Los lobos le dijeron que los siguiera. Cuando pasó por encima de la divisoria, encontró un Bisonte sacrificado y, puesto aparte para que él lo comiese crudo, sangre, riñón, hígado y tripas. El Lobo le puso en la cabeza un pedazo de piel de la cabeza del Bisonte, cantó una canción, y su cuero cabelludo arrancado sanó y el pelo se volvió del color de sus cabellos. De este modo, llegó a casa. Entonces, subió a su vieja cabaña, de cara al oeste y dijo: «¡Hi-hei!» (que significa «¡Escuchad!»). Habló a los lobos del oeste y dijo: «Este invierno tendré para vosotros lechos (pieles de Bisonte) y llevaré a los Lobos de mi cabaña (se refería a los guerreros) para vencer a mis enemigos». Tomando cazadores y Perros, volvió a su viejo campamento y trajo de vuelta sus bultos. Puso comida en aquellas cabañas en las que las sociedades se reunían y, a cambio, le dieron flechas y otras cosas para le ceremonia. Envió a una de sus hermanas a la cabaña del jefe, y pidió en matrimonio a las dos hijas de éste. 

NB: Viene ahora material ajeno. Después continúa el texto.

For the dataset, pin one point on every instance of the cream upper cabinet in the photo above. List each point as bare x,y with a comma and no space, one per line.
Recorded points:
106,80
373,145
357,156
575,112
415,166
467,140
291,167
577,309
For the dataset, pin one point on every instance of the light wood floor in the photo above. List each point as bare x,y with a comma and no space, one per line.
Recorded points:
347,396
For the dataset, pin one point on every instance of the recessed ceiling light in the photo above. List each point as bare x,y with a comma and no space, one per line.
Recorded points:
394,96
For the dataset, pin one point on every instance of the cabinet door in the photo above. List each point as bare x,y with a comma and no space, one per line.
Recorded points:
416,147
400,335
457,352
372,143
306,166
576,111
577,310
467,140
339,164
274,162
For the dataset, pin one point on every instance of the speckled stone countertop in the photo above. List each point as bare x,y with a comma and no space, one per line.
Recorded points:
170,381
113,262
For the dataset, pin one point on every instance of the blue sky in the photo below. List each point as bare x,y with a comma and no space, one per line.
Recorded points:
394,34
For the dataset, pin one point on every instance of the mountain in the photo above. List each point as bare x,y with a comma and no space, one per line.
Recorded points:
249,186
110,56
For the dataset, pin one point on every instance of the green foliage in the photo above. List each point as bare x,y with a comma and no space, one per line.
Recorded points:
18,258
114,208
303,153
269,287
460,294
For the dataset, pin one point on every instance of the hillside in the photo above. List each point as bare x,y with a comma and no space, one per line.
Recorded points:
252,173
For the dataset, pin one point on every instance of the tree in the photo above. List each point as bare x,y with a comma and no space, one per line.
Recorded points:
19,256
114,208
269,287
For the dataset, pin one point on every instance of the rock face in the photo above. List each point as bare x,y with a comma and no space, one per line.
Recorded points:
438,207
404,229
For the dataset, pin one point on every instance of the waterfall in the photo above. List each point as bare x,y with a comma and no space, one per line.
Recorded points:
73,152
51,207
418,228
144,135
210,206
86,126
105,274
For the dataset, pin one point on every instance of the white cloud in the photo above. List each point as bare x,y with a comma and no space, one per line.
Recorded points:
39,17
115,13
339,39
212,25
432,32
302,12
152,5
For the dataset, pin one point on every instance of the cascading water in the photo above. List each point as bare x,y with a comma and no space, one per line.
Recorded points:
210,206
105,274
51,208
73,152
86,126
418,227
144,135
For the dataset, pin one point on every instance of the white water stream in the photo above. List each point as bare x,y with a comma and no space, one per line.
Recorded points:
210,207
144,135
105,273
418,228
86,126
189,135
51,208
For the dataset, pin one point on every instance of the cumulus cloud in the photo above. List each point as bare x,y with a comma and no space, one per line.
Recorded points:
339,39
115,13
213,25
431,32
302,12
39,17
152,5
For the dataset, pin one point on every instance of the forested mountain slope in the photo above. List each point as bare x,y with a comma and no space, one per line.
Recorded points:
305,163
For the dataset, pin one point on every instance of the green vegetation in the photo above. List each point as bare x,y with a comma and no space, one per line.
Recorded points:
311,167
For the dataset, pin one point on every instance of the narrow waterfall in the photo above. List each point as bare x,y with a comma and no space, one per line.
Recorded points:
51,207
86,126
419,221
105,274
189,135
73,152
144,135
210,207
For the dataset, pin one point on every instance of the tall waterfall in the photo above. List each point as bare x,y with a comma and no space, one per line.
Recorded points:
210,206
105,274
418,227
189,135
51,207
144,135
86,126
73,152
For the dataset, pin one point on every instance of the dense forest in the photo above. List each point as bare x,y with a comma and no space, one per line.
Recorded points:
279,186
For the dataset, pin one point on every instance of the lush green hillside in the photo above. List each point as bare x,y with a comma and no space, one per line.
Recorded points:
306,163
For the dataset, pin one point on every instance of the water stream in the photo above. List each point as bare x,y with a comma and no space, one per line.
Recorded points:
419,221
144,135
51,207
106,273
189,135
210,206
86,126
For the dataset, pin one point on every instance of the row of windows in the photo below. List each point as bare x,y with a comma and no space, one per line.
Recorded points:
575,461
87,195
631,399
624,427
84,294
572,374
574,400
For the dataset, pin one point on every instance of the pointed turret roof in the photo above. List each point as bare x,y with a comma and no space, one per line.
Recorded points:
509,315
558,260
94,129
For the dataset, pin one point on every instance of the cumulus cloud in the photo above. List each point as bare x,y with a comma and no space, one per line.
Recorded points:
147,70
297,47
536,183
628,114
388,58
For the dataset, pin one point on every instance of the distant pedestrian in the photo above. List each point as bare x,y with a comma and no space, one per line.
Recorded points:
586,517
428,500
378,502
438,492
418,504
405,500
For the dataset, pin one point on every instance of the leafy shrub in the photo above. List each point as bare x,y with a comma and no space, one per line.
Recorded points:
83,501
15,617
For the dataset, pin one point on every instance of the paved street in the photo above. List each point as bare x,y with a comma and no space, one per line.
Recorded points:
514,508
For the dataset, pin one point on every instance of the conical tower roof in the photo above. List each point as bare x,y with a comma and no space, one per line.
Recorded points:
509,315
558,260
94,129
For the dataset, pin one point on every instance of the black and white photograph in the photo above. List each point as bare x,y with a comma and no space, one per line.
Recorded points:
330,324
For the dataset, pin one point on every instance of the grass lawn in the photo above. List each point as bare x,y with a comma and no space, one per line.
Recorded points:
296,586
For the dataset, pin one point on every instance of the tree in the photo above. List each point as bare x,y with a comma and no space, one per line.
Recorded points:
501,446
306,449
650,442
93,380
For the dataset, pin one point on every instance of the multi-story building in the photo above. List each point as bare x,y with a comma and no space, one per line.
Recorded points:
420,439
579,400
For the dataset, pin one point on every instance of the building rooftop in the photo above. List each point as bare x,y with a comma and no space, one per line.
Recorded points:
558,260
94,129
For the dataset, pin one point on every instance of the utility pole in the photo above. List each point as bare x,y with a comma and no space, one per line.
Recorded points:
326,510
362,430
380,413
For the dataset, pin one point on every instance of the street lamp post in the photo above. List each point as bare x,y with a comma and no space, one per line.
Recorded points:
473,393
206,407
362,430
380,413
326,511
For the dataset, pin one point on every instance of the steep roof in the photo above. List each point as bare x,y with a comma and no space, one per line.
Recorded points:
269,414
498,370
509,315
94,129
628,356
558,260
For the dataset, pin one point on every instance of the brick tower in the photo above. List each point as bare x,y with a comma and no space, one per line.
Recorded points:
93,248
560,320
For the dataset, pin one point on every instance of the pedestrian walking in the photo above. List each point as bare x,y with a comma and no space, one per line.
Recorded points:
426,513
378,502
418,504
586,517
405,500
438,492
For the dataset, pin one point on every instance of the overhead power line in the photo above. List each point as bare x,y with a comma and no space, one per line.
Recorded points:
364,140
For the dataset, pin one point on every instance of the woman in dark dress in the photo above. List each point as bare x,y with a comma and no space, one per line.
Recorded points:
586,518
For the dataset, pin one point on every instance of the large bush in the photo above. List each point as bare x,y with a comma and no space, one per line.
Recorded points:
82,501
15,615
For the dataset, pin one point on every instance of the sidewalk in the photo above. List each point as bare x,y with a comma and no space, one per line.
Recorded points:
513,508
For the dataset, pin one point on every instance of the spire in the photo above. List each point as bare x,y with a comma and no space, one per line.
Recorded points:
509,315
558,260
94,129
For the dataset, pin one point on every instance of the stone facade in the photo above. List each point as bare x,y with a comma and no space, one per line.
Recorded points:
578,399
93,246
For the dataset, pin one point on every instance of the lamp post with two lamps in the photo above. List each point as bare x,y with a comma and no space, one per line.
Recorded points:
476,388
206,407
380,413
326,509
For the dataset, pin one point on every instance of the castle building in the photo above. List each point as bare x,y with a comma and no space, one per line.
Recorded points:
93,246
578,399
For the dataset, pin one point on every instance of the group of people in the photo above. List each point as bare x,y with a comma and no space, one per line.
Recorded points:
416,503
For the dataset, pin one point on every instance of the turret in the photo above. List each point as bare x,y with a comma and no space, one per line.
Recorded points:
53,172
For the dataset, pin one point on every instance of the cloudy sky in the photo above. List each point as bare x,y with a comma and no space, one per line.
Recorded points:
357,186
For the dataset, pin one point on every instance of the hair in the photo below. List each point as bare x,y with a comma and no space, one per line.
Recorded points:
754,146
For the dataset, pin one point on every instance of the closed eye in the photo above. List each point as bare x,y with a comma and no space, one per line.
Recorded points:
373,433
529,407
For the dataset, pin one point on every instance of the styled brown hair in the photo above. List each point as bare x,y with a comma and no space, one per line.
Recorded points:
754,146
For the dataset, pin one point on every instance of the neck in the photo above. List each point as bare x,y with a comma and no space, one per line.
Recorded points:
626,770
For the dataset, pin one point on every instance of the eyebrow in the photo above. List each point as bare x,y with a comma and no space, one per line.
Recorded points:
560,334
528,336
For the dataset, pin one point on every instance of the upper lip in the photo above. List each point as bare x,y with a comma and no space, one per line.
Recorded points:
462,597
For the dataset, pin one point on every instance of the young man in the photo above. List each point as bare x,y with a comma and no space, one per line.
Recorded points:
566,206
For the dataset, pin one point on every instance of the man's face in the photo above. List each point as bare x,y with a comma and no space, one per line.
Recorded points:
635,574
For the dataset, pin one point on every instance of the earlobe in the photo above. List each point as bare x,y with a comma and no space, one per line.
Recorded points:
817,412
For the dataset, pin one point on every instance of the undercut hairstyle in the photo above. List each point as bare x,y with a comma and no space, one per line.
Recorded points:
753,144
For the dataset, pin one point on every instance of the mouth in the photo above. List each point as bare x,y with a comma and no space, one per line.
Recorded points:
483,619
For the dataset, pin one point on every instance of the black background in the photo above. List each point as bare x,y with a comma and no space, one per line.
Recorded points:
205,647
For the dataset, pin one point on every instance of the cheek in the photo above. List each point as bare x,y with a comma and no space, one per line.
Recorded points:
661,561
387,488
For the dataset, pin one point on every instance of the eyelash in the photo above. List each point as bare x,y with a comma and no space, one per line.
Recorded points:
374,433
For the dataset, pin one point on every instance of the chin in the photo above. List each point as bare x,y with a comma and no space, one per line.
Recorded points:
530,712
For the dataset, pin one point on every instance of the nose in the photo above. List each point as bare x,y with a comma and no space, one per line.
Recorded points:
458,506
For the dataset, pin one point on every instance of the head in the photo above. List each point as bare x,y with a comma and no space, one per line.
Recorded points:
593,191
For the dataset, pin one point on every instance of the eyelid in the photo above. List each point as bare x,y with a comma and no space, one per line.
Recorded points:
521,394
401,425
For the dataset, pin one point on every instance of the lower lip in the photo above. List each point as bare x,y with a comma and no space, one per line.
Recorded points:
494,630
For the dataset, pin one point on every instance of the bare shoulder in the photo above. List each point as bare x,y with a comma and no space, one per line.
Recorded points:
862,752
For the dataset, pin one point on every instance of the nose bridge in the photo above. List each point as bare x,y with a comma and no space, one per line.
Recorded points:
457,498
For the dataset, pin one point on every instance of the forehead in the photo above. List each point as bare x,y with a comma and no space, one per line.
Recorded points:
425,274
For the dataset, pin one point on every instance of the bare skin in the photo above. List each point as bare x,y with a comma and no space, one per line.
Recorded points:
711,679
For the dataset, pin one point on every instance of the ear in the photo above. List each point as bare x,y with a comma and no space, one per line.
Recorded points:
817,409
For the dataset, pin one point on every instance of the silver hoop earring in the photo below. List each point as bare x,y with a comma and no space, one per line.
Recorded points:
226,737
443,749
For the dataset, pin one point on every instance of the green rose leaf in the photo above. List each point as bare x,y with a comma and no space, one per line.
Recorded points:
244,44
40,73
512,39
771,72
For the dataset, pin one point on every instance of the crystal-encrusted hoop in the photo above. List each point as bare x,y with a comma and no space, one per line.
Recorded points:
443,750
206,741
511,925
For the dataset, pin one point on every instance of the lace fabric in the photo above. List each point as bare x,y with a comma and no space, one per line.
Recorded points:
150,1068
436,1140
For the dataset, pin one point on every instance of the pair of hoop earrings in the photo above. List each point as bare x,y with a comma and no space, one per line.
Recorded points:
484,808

Durante el Invierno, enseñó a los Lobos las canciones de explorador que había aprendido de los Lobos. En el Verano, envió a buscar la arcilla blanca e hizo que se celebrara la danza. Después hizo que el pregonero llamase a los jóvenes y a los viejos que tuvieran resistencia y rapidez y les dio mocasines y provisiones para el sendero de la guerra. En las afueras del poblado, se congregaron los guerreros. Cuando llegaron al otero, se le dijo que ese era el lugar en el que se había de extraer el almagre vivo que se encuentra allí en bolsas. Puesto que tenía demasiados exploradores, seleccionó los catorce corredores más rápidos de entre los cuarenta y cinco. Tenían que correr uno por uno entre dos metas, mientras los demás, en el centro, intentaban agarrarlos. Esto se llama «Pasar corriendo». Si alguno era agarrado antes de Regar a la otra meta, era eliminado. Siguieron y enviaron exploradores por delante. Estos informaron que había ciento cincuenta tiendas. Había dos mil quinientas personas en el poblado. Llegaron junto al campamento, lanzaron el grito de guerra y atacaron al amanecer. Después que hubieron matado a cien guerreros, él dio la señal de parar agitando su manto en el aire. No se mató ni a mujeres ni a niños, ni a anciano alguno. La anciana Gros Ventre y su mujer fueron apresadas. La anciana fue autorizada a volver con la tribu; la mujer fue devuelta al poblado. Nadie quiso casarse con ella, y ella introdujo la prostitución. 

En el poblado se bailó la mayor danza de la victoria que se conoce. Lobo Hambriento vivió hasta edad avanzada y tuvo hijos y nietos. El misterio, él lo pasó a su hijo, y así fue transmitido de generación en generación.